Religious faith is the civic oxygen of our social ecology
The secularizing experiment of the past 40 years has been a failure
Ray Pennings
Author Marci McDonald’s latest book, The Armageddon Factor, mocked for its sky-shouting alarm about a purported Christian putsch in Canadian federal politics, has been dismissed by its harsher critics as delusional rubbish being pushed through the public square.
And yet, Ms. McDonald’s face-off with public faith deserves a second look, at least for what it says about the suspicion and hostility many Canadians harbour toward mixing religious and political belief.
The Armageddon Factor may be, as its detractors argue, anti-theist fear-mongering. Yet the book’s publisher is clearly betting it will sell to the growing number of Canadians who see faith not merely as a private good, but as a public bad.
It’s hardly a reckless wager. Whether the discussion involves Muslims, Sikhs, Jews or Christians, it has become common to express uneasiness with any public expression of truth claims that might be considered exclusive to a given faith group. Such public claims are increasingly viewed as divisive or – mortal sin of the 21st century – intolerant.
Common expression need not translate into majority belief. However, 9/11 made us all profoundly aware of private belief’s public consequences. Since Canadians are committed to equality and pluralism, the thinking goes, of necessity we need great care in dealing with all religion in public.
Even granting the virtue in prudence, it’s critical to see such neo-squeamishness about public faith as itself undesirable for several reasons.
First, it’s flatly ahistorical and utterly ignores Canada’s founding nature. Second, it risks befouling the very “civic oxygen” that religious faith provides in superabundance to Canada’s social ecology.
While it is now standard fare to hear Canadian secular nationalists imitate their American counterparts by parroting phrases about separation of church and state, Christian faith and practice were essential elements in the construction of Canada.
Confederation involved the creation of a national polity within which two separate societies, French Catholic and English Protestant, could unite. In the constitutional protection for religious education, in the social gospel movement of the early 20th century, or in the relationship of the Duplessis government to the Catholic Church, we find the broad trajectory of forces that bound otherwise disparate Canadians together.
Yet our shift to the “secular pluralism” of the past 40 years has been possible primarily because of the social contributions of those who practice religious faith.

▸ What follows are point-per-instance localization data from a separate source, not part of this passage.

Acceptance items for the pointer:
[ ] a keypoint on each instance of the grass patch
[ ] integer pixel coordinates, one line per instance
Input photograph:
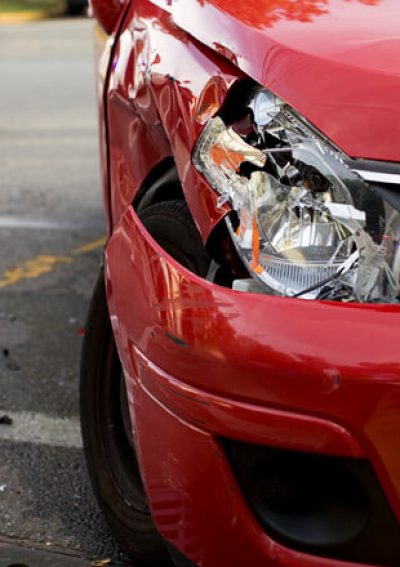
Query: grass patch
(14, 6)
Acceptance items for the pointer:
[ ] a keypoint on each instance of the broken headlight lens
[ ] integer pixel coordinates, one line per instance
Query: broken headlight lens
(306, 225)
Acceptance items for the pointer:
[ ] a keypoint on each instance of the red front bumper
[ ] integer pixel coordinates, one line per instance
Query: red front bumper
(205, 362)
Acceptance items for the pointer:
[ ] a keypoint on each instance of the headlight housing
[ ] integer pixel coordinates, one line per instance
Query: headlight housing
(306, 225)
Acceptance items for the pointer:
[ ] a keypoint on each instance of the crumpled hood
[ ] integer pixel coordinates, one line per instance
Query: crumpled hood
(335, 61)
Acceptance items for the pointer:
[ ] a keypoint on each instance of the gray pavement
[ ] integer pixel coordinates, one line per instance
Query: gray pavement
(50, 206)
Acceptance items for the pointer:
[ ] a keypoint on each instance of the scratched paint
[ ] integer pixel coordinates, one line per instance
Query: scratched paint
(44, 264)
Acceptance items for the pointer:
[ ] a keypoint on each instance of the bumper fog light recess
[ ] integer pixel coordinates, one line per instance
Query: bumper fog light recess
(326, 506)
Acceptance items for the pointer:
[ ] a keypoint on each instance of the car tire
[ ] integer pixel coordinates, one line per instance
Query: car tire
(106, 429)
(171, 225)
(109, 451)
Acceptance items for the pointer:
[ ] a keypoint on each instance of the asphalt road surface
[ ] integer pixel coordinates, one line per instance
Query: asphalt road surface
(51, 230)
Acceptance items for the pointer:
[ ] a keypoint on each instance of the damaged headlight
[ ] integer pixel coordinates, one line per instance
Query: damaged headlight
(305, 224)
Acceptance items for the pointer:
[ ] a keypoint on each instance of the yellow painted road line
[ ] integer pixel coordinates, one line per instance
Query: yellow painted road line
(30, 15)
(32, 269)
(45, 264)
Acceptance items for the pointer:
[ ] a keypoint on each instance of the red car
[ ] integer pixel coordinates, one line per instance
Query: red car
(241, 368)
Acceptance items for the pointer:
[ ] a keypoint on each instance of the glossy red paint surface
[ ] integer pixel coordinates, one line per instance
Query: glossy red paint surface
(335, 61)
(202, 361)
(231, 367)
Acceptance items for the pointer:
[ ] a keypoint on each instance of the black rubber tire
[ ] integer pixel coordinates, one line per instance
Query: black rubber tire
(171, 225)
(109, 448)
(75, 8)
(110, 457)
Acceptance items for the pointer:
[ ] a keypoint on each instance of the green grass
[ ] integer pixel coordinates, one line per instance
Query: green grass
(27, 5)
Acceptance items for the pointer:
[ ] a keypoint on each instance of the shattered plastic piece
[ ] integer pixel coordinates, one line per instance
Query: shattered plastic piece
(309, 226)
(375, 280)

There is, demonstrably, a civic oxygen on which Canadian social ecology relies, and it is generated by the nation’s churches, synagogues and mosques.

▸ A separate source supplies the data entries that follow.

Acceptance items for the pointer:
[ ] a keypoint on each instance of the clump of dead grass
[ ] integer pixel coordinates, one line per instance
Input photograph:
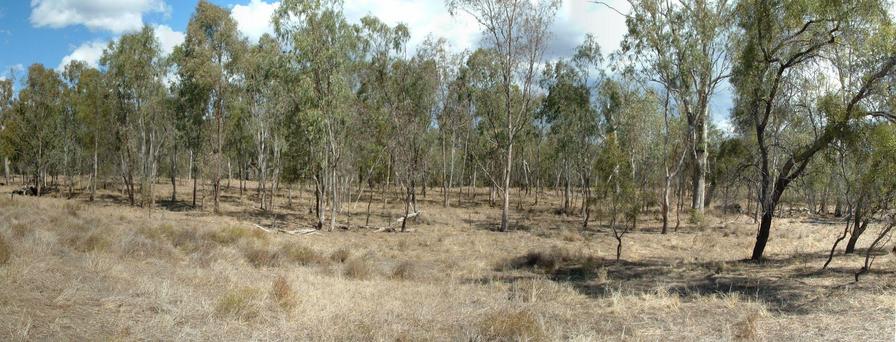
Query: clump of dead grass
(237, 302)
(357, 268)
(512, 325)
(91, 241)
(283, 294)
(746, 328)
(20, 230)
(299, 254)
(341, 255)
(232, 235)
(407, 270)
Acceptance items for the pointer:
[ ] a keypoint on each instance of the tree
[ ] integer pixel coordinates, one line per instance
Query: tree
(322, 50)
(517, 31)
(683, 46)
(90, 101)
(6, 100)
(780, 44)
(33, 127)
(207, 62)
(135, 68)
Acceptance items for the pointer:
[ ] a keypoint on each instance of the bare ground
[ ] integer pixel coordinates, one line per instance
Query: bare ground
(106, 271)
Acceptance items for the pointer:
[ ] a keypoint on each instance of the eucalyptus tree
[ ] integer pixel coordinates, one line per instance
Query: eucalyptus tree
(683, 46)
(208, 61)
(573, 127)
(6, 99)
(135, 68)
(90, 102)
(33, 124)
(322, 51)
(517, 31)
(263, 90)
(780, 45)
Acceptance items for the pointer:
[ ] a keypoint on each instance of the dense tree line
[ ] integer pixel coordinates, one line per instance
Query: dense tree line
(349, 110)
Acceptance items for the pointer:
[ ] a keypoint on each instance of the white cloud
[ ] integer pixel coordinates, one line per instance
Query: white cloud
(254, 19)
(168, 38)
(89, 52)
(110, 15)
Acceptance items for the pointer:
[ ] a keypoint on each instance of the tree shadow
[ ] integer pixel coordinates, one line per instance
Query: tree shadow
(791, 284)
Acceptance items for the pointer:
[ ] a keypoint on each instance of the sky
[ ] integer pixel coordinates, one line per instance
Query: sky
(55, 32)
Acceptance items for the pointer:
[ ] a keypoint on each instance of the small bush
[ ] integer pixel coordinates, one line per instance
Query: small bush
(512, 325)
(231, 235)
(299, 254)
(5, 251)
(341, 255)
(261, 257)
(547, 261)
(88, 242)
(283, 294)
(237, 302)
(357, 268)
(745, 330)
(695, 217)
(406, 270)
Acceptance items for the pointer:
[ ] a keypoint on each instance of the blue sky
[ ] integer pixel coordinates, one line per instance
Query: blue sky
(54, 32)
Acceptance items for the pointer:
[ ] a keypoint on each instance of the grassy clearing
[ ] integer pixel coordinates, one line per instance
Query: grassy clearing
(111, 272)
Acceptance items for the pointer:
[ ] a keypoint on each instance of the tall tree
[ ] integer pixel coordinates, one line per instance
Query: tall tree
(207, 62)
(781, 44)
(518, 31)
(322, 50)
(32, 128)
(683, 46)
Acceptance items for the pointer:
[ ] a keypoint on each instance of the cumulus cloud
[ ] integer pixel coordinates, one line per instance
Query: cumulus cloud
(110, 15)
(89, 53)
(254, 19)
(168, 38)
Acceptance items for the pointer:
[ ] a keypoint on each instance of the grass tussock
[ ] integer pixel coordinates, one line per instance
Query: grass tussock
(283, 294)
(341, 255)
(512, 325)
(407, 270)
(20, 230)
(232, 235)
(357, 268)
(90, 241)
(5, 251)
(746, 328)
(237, 302)
(299, 254)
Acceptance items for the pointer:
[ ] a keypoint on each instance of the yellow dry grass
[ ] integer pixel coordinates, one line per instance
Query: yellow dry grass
(82, 271)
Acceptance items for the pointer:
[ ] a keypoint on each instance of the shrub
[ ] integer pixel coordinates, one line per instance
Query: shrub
(88, 242)
(406, 270)
(231, 235)
(745, 330)
(5, 251)
(341, 255)
(357, 268)
(283, 294)
(299, 254)
(512, 325)
(261, 256)
(237, 302)
(548, 261)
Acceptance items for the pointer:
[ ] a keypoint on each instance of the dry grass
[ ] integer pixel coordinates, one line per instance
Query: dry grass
(104, 271)
(512, 325)
(283, 294)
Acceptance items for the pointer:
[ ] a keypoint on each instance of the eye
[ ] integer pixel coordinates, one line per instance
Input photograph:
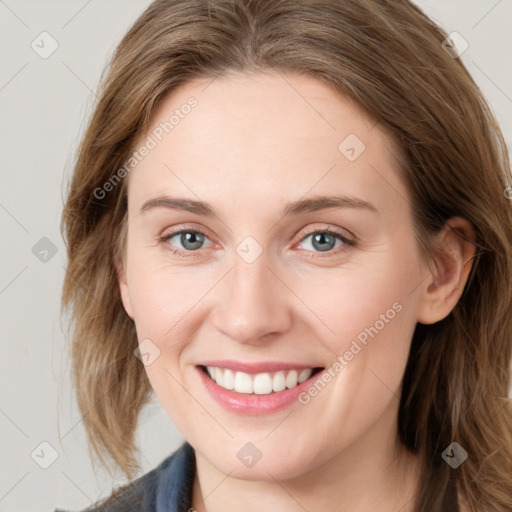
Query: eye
(190, 239)
(326, 240)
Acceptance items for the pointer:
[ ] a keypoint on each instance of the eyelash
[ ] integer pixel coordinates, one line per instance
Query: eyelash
(193, 254)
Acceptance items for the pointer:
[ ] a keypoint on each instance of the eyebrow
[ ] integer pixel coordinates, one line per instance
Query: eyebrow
(294, 208)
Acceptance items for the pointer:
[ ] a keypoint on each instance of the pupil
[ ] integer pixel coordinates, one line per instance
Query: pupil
(320, 238)
(191, 238)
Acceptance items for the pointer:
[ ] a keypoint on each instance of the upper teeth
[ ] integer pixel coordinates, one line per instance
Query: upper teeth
(261, 383)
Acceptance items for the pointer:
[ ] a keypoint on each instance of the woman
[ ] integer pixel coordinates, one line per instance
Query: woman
(231, 142)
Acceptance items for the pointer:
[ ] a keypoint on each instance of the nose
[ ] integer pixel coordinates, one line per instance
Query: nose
(255, 303)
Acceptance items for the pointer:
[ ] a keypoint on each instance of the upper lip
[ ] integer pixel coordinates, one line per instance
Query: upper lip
(253, 367)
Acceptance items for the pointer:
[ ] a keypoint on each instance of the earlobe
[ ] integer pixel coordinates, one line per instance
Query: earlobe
(452, 263)
(123, 289)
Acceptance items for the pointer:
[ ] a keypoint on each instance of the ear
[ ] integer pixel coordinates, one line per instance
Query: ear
(453, 259)
(123, 286)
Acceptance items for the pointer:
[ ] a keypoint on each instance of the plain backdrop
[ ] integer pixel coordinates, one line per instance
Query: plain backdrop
(44, 104)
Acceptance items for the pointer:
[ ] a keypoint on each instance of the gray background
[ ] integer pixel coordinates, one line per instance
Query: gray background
(44, 104)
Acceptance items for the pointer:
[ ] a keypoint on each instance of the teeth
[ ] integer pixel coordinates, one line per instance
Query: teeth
(259, 384)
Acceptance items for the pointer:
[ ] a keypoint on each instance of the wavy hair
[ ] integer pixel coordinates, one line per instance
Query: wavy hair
(387, 57)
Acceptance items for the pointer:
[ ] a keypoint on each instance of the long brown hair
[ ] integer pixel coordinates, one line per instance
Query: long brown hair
(387, 57)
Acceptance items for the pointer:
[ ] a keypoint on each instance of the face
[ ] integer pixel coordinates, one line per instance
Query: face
(291, 247)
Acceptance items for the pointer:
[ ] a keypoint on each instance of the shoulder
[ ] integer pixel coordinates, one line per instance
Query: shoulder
(170, 482)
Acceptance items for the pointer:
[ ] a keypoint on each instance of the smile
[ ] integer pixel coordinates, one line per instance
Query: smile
(261, 383)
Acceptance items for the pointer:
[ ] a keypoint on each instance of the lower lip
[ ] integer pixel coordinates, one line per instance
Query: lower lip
(254, 405)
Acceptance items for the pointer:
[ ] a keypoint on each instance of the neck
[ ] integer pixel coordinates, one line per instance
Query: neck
(375, 475)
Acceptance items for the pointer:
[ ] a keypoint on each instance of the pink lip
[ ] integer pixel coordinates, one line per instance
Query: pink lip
(253, 368)
(253, 405)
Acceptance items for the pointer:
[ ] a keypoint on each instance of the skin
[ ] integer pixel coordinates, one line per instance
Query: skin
(255, 142)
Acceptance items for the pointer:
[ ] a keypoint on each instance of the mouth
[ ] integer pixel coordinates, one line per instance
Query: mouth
(264, 383)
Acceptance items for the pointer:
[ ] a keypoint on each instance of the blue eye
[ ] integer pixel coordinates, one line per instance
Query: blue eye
(191, 240)
(326, 241)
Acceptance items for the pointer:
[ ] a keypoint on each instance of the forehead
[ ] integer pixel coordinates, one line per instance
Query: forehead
(245, 140)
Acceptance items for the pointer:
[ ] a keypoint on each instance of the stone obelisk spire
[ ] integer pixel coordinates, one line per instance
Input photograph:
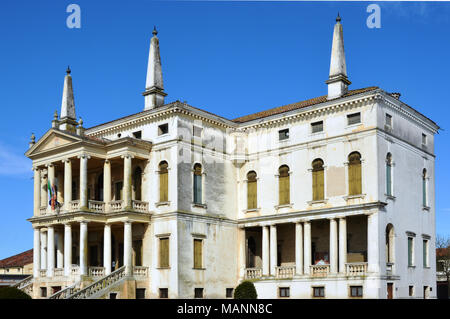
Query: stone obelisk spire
(337, 82)
(154, 87)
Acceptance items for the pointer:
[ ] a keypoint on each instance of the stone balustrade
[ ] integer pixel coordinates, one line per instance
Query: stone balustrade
(356, 269)
(285, 271)
(320, 270)
(96, 206)
(253, 273)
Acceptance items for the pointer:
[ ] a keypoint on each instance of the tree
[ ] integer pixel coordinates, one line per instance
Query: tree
(443, 258)
(245, 290)
(12, 293)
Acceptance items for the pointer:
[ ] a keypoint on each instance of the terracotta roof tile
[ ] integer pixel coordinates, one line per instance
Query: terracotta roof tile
(294, 106)
(19, 260)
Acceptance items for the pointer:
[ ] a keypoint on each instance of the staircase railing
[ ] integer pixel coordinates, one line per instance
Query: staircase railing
(100, 284)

If Canada’s institutions of faith ceased to participate in our country’s public life, it would be the civic equivalent of the clearing of the rain forest. The social ecological implications would be far more significant than many comprehend.
Statistics Canada data on charitable giving demonstrates this. For example, parsing Statscan numbers, the Canadian Centre for Philanthropy calculates that the 32 per cent of Canadians who are religiously active contribute 65 per cent of direct charitable donations. Even in the secular sector, they provide 42 per cent of the $2.1-billion raised annually by direct giving.
Such statistics do not begin to factor in the importance of the institutional church in contributing to public and social infrastructural space. Institutional religion provides significant social cohesion to cities suffering fragmentation, isolation and disintegration.
Can we, reasonably and in a democratic society, demand the members of such institutions simply perform good works, give freely and then shut up? If public, political language can only exclude God, we are not just preventing believers from speaking about their faith. We are denying them the right to speak for themselves.
That is why the paradigm presented by The Armageddon Factor cannot be taken. It is not just injurious. It is not just false. It is unsustainable.
Historical, sociological, legal and philosophical evidence all prove that that the secularizing experiment of the past 40 years has been a failure. We cannot go on attempting to shape a public square in which God is neither met nor encountered.
I did scan the comments to this article. So many of them express anti-Christian sentiments. I think Ray Pennings is dead on about anti-theist fear-mongering. We need to be praying for our governmental leaders, and be reaching out to unbelievers around us, to show them a better way.